In a letter to House members on Friday, Pelosi said that on the advice of the Office of the Attending Physician, she was extending the pandemic emergency measures through Nov. 10, the Thursday following the midterm elections.
"In light of the attached notification by the Sergeant-at-Arms, in consultation with the Office of the Attending Physician, that a public health emergency is in effect due to a novel coronavirus, I am hereby extending the "covered period" designated on Jan. 4, 2021, pursuant to section 3(s) of House Resolution 8, until Nov. 10, 2022," Pelosi wrote.
House Sergeant-at-Arms William Walker advised Pelosi in a Sept. 19 letter to extend the emergency, saying, "I write to provide you further notification that the public health emergency due to the novel coronavirus SARS-CoV-2 remains in effect."
The letter came a day after Biden appeared on the CBS News program "60 Minutes" and declared "the pandemic is over."

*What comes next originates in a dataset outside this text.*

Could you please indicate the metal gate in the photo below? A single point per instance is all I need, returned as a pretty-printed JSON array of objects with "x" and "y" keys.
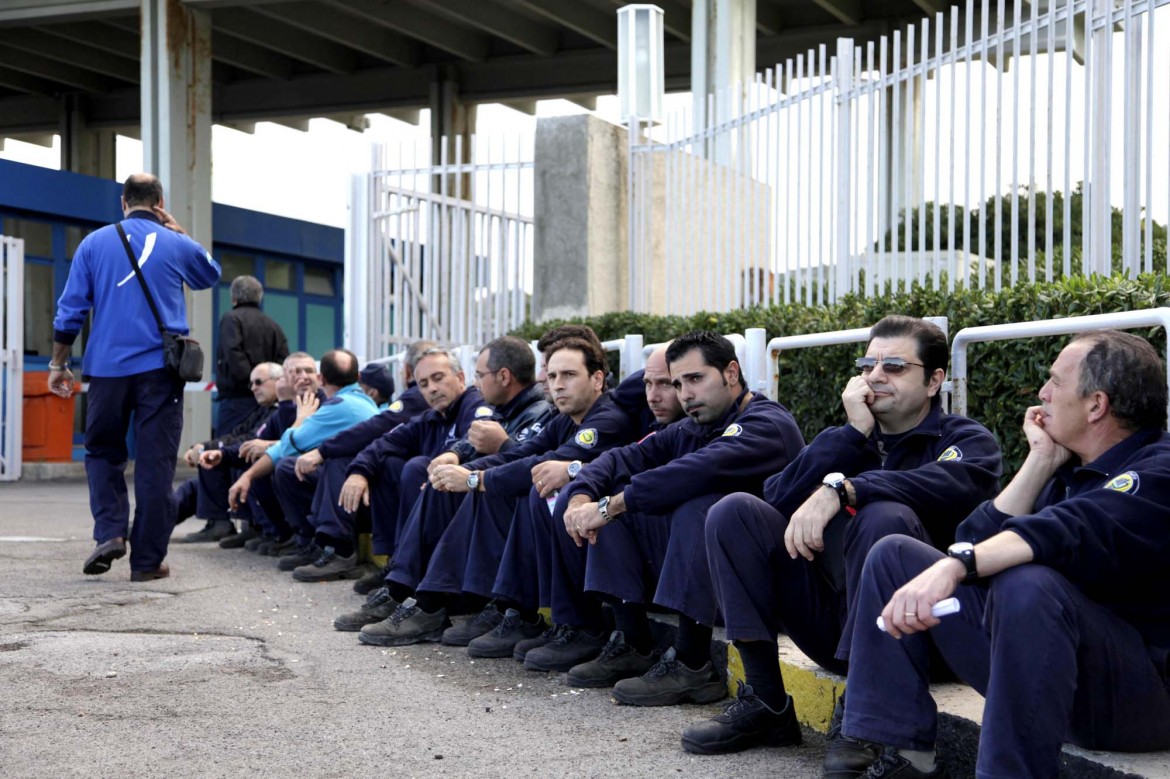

"The pandemic is over. We still have a problem with COVID. We're still doing a lotta work on it. ... But the pandemic is over," Biden said during the interview with CBS News correspondent Scott Pelley as the two walked through an auto show in Detroit Michigan, the first held in three years since the start of the pandemic. "If you notice, no one's wearing masks. Everybody seems to be in pretty good shape. And so, I think it's changing. And I think this is a perfect example of it."
Earlier in the month, however, White House to COVID-19 official, Dr. Ashish Jha, told reporters during a Sept. 6 press briefing that the pandemic was a continuing issue.
"The pandemic isn't over. And we will remain vigilant, and of course, we continue to look for and prepare for unforeseen twists and turns," he said at the time. "But this week marks an important shift in our fight against the virus. It marks our ability to make COVID vaccines a more routine part of our lives as we continue to drive down serious illness and deaths and protect Americans heading into the fall and winter."
He said that Americans are now moving to a place where there will be an annual vaccine against the disease.
"So, barring any new variant curveballs — we've seen curveballs — but barring those variant curveballs, for a large majority of Americans, we are moving to a point where a single annual COVID shot should provide a high degree of protection against serious illness all year," he said. "That's an important milestone."